In the 1970s, record companies routinely employed creative child prodigies to concoct concepts which dim-witted and often drug-addled rock groups could claim as their own. The concept behind Tales from Topographic Oceans, for instance, was dreamt up by one very precocious 3-year old, who also supplied the lyrics. This practice was later outlawed, on the grounds that it amounted to an exploitation of child labor, which may go a long way to explaining why there has been such a dearth of substantive music since the mid 70s.
To make a long story short, an eight-year old named Gerald Bostock really did supply Ian Anderson with the Thick as Brick concept, which he envisioned as a three-part trilogy. However, rather than split the royalties with young Master Bostock as agreed, Mr. Anderson did what many rock stars of his era did; he bought himself a private island where he is lord and master. Gerald Bostock, feeling swindled and betrayed, had a nervous breakdown at the age of nine.

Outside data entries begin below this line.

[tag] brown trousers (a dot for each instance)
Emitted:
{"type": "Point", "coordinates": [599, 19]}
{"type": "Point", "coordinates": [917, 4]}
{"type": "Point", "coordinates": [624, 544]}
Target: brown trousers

Gerald Bostock suffers from what clinical psychologists refer to as multiple-personality disorder. In the intervening years, Mr. Bostock has drifted and wandered aimlessly in life; he has been a televangelist, a stockbroker, and music executive. In each of these careers, he has skirted the law and ignored morality. In this regard, he is not unlike many of his successful peers. However, despite outward success, Mr Bostock lacks the one true ingredient necessary for a good life; a solid psychological core. As a result, Mr. Bostock has subsequently gone into the one field where a stable mind is not essential: literary criticism.
Many of Mr. Bostock’s parallel lives are depicted in TAAB2. It is a shame that he is written off as a fictional character when the truth is that his life – or multiple life paths – are the real inspiration for the Thick as a Brick concept pilfered by Ian Anderson and Jethro Tull.
All this said, the music on the new album is quite good. Indeed, I would describe it as fresh, exciting, but also very much in the proud tradition of Jethro Tull. It’s a worthy successor to the original Thick as Brick album. Tull fans should be pleased, but the music deserves to win new converts too. Ian Anderson may not be the genius behind the Thick as a Brick concept; that distinction lies with Gerald Bostock, who currently resides in an asylum of sorts somewhere outside of London. However, there little doubt that Anderson is the only front man both zany and talented enough to sell the Thick as Brick concept to a public that is quite literally as thick as a brick.